Blosxom, Rael's lightweight-but-full-bodied Free Software blogging engine, hit 1.0 today. Blosxom is licensened under the GPL, and is written in perl, and has been hacked up and down the block by a bunch of very sharp coders. It's still tiny and smart.
I was thinking about this the other day: there's a kind of ethic in blogging tools that makes them into the most minimal glue possible. For the most part, blogging tools don't have web-servers built in — we have Apache for that. If you want your logs monitored, well, there's analog or WebFunnel. Want to create an entry? What better tool for it than BBEdit, vi, emacs or TextPad? Image editor? The GIMP and/or Photoshop are swell — who wants to re-create them for a blogging tool? So now there's Blosxom, which dispenses with the database and just uses the filesystem. The point being that we all know how to use our OS's filesystem, and we have great tools like the Finder and so on for manipulating files in the filesystem. Want to back up your blog? Drag its folder onto a CD burner. Want to delete an entry? Drag it into the trash. You get the point. It's pretty gnarly.
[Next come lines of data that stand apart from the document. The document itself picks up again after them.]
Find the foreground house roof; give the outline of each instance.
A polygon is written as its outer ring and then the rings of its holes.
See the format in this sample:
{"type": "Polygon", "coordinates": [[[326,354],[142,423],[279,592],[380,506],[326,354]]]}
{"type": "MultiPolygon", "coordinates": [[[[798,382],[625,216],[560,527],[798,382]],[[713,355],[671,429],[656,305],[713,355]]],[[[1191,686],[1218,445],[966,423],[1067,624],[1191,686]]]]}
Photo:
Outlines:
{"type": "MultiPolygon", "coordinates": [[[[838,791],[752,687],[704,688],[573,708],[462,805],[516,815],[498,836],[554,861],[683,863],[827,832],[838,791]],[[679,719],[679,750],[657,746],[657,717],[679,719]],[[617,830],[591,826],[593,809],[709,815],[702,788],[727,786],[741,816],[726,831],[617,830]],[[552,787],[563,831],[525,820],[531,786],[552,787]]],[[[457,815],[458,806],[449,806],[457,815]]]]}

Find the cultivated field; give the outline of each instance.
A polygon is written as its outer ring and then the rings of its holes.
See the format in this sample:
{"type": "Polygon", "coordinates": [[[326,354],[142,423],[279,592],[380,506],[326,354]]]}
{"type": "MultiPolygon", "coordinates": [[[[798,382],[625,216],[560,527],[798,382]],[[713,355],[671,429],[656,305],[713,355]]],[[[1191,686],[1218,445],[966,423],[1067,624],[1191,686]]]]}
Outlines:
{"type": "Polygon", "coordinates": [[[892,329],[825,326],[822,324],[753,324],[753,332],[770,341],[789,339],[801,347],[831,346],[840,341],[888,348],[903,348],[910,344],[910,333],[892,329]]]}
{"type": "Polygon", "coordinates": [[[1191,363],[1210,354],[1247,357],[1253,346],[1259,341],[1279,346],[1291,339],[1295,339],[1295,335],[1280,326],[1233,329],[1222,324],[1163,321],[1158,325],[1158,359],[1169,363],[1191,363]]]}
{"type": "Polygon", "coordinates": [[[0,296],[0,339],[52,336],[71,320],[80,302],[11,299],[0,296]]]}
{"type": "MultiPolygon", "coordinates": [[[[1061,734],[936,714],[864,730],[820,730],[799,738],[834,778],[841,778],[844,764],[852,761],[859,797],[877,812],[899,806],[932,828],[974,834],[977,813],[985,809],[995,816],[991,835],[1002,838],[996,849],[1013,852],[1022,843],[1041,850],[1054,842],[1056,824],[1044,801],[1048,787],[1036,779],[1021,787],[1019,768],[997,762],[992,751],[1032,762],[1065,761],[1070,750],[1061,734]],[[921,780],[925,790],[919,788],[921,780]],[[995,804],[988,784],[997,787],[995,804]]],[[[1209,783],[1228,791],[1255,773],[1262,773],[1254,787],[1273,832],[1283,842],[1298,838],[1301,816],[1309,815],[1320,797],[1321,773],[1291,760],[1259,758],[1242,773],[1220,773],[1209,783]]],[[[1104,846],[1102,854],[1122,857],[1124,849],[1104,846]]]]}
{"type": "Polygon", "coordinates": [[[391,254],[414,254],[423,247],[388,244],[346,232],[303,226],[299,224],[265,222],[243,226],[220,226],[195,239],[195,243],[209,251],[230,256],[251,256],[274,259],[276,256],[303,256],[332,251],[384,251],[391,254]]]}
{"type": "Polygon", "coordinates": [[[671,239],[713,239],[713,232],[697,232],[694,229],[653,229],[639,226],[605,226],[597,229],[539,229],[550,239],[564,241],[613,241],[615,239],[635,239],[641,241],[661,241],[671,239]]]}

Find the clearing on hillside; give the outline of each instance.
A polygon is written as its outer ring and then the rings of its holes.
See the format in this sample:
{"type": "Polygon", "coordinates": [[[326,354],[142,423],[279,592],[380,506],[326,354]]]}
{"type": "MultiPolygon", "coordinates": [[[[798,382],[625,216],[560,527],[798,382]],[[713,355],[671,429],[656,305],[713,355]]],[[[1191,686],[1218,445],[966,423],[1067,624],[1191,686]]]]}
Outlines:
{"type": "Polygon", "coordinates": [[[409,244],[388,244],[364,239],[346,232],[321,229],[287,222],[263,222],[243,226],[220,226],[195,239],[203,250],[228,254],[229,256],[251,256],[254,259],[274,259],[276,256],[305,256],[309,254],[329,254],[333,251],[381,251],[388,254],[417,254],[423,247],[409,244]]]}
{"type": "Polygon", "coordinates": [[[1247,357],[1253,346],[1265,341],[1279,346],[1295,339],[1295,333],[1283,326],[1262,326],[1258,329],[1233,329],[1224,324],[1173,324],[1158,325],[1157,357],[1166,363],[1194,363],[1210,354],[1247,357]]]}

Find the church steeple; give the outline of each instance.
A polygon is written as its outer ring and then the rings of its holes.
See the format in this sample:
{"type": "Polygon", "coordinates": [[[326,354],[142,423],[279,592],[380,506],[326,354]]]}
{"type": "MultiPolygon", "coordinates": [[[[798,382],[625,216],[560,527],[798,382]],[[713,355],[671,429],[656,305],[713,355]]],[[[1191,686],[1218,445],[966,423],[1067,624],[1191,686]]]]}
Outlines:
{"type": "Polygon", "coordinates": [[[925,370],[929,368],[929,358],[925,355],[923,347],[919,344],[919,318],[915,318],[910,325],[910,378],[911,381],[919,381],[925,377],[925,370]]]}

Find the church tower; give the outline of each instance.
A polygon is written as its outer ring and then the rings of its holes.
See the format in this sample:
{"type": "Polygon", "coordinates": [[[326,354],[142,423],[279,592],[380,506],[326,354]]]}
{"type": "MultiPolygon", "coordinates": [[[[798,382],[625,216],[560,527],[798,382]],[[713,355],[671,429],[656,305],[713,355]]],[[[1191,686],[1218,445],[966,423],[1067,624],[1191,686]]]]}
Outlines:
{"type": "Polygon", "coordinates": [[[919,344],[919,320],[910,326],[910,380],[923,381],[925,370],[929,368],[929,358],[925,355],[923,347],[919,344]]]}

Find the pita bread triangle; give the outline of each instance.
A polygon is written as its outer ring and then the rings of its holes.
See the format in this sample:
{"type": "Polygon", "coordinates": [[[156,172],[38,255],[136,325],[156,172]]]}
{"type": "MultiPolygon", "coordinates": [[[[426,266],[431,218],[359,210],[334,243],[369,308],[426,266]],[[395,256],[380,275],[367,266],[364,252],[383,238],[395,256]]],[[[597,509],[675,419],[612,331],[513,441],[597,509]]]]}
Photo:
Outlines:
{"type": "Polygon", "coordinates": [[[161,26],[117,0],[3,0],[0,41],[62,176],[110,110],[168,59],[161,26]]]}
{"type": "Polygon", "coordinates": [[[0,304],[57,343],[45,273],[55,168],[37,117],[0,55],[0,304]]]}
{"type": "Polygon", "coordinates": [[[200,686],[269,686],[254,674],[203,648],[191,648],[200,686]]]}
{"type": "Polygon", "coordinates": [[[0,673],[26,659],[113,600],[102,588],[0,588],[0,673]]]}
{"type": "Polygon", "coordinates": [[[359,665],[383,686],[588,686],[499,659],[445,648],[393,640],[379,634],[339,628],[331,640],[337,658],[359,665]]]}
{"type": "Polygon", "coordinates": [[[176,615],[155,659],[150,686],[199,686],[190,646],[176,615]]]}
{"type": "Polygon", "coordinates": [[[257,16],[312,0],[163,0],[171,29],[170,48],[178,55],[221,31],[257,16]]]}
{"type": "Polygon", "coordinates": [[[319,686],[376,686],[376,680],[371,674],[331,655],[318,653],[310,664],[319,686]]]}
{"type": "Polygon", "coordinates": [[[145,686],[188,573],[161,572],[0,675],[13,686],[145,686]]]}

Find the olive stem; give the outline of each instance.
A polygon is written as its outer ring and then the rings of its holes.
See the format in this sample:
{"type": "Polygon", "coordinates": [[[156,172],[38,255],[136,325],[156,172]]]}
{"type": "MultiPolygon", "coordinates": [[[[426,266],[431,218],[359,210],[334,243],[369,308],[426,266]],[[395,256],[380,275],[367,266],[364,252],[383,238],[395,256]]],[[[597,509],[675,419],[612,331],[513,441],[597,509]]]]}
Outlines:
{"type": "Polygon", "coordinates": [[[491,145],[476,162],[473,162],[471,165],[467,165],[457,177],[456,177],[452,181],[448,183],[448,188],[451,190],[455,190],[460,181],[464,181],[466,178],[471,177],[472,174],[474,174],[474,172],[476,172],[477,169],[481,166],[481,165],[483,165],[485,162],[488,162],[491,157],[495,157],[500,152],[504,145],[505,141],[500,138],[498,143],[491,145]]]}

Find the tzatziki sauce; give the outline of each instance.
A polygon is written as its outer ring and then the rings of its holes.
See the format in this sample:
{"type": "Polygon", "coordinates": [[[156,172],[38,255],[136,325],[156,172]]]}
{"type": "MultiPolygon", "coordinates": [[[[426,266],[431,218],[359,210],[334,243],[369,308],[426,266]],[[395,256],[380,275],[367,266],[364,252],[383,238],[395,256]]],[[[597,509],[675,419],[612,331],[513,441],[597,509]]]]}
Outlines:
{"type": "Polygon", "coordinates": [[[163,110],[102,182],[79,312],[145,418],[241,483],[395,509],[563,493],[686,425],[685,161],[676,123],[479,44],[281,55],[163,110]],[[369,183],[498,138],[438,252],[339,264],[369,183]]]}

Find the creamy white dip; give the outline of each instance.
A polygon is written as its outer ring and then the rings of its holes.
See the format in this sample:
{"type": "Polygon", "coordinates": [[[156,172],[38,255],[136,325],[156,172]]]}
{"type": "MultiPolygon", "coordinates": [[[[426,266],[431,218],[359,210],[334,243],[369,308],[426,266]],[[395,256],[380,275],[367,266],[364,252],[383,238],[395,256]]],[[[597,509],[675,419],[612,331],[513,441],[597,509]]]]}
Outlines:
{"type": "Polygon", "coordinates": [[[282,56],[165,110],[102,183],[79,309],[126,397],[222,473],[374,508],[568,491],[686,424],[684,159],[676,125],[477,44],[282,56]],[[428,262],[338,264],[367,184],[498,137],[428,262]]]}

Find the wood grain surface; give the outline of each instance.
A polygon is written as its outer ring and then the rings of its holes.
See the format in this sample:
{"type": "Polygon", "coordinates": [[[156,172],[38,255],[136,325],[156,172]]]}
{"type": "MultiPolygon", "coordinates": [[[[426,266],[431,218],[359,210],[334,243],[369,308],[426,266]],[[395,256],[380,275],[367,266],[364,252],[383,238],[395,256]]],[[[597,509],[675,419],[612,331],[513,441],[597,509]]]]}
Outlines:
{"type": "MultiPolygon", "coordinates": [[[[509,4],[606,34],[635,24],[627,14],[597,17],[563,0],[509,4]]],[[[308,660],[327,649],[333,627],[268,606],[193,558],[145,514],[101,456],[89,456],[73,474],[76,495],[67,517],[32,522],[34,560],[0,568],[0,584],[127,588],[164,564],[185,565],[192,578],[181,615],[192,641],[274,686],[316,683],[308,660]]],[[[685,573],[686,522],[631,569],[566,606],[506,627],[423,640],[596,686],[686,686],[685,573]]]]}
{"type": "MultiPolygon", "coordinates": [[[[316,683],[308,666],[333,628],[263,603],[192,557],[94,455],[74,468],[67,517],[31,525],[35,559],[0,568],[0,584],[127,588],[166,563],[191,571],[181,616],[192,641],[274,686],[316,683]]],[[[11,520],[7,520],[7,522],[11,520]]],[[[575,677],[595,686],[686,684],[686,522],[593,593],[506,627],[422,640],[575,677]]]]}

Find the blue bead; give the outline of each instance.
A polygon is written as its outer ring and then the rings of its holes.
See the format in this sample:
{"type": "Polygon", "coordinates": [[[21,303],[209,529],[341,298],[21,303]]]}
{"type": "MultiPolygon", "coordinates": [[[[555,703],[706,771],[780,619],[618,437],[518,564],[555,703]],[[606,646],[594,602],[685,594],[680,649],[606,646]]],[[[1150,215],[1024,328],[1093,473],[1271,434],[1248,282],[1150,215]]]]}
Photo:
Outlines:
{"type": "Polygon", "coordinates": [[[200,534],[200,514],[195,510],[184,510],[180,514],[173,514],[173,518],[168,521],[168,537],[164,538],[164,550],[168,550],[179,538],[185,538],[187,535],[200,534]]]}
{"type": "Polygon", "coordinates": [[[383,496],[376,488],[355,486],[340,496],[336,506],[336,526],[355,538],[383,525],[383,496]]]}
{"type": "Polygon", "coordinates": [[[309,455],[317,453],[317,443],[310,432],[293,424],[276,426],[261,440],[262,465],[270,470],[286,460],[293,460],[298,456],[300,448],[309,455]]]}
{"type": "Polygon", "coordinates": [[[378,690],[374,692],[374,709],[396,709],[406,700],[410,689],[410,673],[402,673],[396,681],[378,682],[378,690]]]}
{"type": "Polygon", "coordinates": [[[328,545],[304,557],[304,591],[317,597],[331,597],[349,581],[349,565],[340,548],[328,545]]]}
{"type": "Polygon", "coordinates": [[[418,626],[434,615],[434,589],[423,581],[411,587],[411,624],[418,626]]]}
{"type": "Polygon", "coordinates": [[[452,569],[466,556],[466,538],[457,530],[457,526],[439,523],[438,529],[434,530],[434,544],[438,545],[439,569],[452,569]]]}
Rael's one of the hardest-working men in showbusiness, and he's been pushing Blosxom up the hill in his non-copious non-spare time. 1.0 must feel like a million bucks.
Fundamental is its reliance upon the file system, folders and files as its content database. Blosxom's weblog entries are plain text files like any other. Write from the comfort of your favorite text editor and hit the Save button. Create, edit, rename, and delete entries on the command-line, via FTP, WebDAV, or anything else you might use to manipulate your files. There's no import or export; entries are nothing more complex than title on the first line, body being everything thereafter.
Despite its tiny footprint, Blosxom doesn't skimp on features, sporting the majority of features one would find in any other Weblog application.